Efficacy of automatic pupillometry as a screening technique to detect autonomic dysfunction in bipolar disorder by Gamze Yıldırım Biçer

CONCLUSION: Static and the first dynamic measurements of bipolar patients were not different from healthy controls. The mean pupil dilatation speed of bipolar patients was significantly lower, but this difference had a low effect size.

Clin Exp Optom. 2022 Nov 27:1-5. doi: 10.1080/08164622.2022.2145182. Online ahead of print.

ABSTRACT

CLINICAL RELEVANCE: Autonomic nervous system abnormalities in the pathophysiology of bipolar disorder are controversial. Pupillary features may be affected as a result of autonomic nervous system abnormalities in bipolar disorder. Small changes in pupillary responses may not be noticeable on clinical examination. Automated pupillemetries can be helpful in demonstrating these changes reliably and quantitatively.

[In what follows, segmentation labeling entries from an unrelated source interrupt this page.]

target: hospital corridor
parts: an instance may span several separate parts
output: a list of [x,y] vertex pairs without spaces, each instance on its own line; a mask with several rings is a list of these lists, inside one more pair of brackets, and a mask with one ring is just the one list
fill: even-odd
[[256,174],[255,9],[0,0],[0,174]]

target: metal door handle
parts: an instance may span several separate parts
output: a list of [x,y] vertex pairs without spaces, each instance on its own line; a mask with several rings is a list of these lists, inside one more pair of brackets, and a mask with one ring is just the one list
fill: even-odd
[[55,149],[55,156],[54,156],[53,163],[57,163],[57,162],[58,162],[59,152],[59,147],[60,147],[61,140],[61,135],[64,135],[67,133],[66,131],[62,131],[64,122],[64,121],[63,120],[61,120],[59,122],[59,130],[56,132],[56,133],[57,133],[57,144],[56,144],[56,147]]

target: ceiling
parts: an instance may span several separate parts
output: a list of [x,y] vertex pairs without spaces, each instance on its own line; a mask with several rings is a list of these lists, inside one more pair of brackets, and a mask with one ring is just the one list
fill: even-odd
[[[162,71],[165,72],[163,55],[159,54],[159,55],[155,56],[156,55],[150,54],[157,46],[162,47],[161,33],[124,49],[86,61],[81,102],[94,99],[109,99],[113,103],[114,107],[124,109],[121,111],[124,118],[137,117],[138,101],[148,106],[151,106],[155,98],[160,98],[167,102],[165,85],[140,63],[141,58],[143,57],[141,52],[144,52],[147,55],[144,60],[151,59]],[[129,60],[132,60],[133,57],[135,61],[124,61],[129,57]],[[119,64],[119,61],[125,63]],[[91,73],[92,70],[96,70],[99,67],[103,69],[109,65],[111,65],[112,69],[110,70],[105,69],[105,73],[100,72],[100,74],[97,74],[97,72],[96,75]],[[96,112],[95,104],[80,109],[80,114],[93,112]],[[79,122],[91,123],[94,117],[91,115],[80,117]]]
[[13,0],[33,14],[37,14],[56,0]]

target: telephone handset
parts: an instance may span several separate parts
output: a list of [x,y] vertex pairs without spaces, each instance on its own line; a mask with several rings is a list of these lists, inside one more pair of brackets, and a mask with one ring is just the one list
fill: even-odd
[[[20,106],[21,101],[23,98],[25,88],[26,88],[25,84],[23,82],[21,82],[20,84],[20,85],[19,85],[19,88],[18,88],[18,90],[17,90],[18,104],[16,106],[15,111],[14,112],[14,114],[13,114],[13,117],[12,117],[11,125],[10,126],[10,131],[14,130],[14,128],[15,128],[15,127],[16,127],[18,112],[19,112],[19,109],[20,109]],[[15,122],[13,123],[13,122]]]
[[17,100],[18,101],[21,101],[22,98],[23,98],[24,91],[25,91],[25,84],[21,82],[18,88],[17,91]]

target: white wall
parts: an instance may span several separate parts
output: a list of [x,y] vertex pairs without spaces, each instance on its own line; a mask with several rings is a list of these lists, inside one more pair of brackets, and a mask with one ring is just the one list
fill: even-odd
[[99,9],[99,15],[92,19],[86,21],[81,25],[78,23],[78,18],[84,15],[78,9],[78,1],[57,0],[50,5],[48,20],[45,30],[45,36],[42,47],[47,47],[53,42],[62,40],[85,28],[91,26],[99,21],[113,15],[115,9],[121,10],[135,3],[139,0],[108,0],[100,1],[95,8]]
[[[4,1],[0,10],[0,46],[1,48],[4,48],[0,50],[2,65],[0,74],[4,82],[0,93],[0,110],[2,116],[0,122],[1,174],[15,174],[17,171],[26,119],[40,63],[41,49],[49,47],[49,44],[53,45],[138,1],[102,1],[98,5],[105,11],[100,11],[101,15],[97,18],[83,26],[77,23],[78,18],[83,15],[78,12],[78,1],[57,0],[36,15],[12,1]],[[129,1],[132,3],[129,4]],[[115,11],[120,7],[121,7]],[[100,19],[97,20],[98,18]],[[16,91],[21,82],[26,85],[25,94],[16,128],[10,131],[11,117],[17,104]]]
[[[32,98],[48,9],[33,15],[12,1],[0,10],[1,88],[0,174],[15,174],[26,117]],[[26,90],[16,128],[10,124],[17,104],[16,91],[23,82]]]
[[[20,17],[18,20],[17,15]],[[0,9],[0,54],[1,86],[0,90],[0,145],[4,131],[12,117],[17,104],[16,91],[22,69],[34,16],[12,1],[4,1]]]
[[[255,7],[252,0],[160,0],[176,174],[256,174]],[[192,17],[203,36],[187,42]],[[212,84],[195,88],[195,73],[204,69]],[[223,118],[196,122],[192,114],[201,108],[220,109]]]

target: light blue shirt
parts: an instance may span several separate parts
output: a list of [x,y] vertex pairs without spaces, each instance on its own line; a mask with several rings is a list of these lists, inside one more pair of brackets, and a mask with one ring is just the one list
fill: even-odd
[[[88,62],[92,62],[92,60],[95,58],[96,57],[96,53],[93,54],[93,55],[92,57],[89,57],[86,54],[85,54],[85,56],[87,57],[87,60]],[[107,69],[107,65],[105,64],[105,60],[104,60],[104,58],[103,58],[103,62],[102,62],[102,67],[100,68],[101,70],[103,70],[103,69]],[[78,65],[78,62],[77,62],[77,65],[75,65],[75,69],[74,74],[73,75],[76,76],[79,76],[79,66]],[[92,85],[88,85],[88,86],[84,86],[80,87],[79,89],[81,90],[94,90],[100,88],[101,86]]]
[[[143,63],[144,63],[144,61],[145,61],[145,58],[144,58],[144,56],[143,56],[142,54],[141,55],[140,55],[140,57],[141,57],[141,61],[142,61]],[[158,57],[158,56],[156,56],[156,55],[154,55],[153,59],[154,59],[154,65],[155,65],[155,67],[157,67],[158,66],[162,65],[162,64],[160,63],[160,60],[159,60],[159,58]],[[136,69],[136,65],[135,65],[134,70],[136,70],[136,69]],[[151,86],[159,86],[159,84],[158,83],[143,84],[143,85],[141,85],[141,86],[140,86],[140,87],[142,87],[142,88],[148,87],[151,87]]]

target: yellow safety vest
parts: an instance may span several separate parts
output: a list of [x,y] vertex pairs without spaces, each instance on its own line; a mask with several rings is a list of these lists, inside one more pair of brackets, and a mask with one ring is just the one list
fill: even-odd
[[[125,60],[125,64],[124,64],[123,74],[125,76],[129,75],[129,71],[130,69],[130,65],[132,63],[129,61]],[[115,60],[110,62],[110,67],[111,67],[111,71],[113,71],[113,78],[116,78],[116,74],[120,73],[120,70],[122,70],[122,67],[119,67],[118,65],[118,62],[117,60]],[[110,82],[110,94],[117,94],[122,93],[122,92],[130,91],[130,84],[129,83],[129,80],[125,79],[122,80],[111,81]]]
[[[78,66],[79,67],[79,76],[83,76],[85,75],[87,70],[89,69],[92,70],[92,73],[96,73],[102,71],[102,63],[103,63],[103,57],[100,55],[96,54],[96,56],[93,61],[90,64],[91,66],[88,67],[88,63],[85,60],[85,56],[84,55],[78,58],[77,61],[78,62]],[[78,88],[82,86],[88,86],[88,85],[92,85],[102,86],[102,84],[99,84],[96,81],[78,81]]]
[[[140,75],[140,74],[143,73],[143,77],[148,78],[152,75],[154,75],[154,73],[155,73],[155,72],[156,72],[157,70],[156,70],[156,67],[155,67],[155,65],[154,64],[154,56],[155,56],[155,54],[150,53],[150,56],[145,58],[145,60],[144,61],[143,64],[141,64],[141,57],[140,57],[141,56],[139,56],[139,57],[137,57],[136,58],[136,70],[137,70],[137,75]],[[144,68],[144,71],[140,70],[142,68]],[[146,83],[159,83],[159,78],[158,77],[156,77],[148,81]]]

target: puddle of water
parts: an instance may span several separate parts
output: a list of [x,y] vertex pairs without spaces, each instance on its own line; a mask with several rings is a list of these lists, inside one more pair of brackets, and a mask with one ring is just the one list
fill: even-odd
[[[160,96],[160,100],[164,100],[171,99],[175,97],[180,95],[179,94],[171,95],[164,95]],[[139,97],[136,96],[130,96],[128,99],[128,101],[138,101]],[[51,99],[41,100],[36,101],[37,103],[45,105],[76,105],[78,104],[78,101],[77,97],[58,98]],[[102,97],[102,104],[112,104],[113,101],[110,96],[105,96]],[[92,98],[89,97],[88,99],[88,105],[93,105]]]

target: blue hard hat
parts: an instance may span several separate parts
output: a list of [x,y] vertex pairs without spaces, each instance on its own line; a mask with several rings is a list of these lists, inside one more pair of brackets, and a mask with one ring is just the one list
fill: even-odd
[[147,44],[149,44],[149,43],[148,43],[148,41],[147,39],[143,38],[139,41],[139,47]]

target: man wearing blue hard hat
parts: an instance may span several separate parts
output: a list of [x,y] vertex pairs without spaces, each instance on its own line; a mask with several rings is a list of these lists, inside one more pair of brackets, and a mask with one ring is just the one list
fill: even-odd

BACKGROUND: The aim of this study was to compare the static and dynamic pupillary responses of bipolar patients with healthy controls. In addition, pupillary response differences between mania, depression and remission stages were investigated.

METHODS: The bipolar patient group consisted of 39 eyes of 39 patients with 13 patients in each of the stages: mania, depression and remission. The control group consisted of 39 eyes of 39 healthy volunteers. After the ophthalmic examination, static and dynamic pupillometry measurements were made. The mean pupil dilatation speed was calculated according to dynamic measurements. Static pupillometry measurements including scotopic, mesopic and photopic pupil diameters; the first dynamic measurements at 0th second and pupillary dilatation speed were used for statistical analysis.

RESULTS: There was no difference static and the first dynamic pupillometry measurements between the bipolar and control groups (p > 0.05 for all parameters), but there was a significant difference in mean pupil dilatation speed (p = 0.041). No significant differences were found between the 3 groups for all static and the first dynamic pupillometry measurements and the mean pupil dilatation speed (p > 0.05).

CONCLUSION: Static and the first dynamic measurements of bipolar patients were not different from healthy controls. The mean pupil dilatation speed of bipolar patients was significantly lower, but this difference had a low effect size.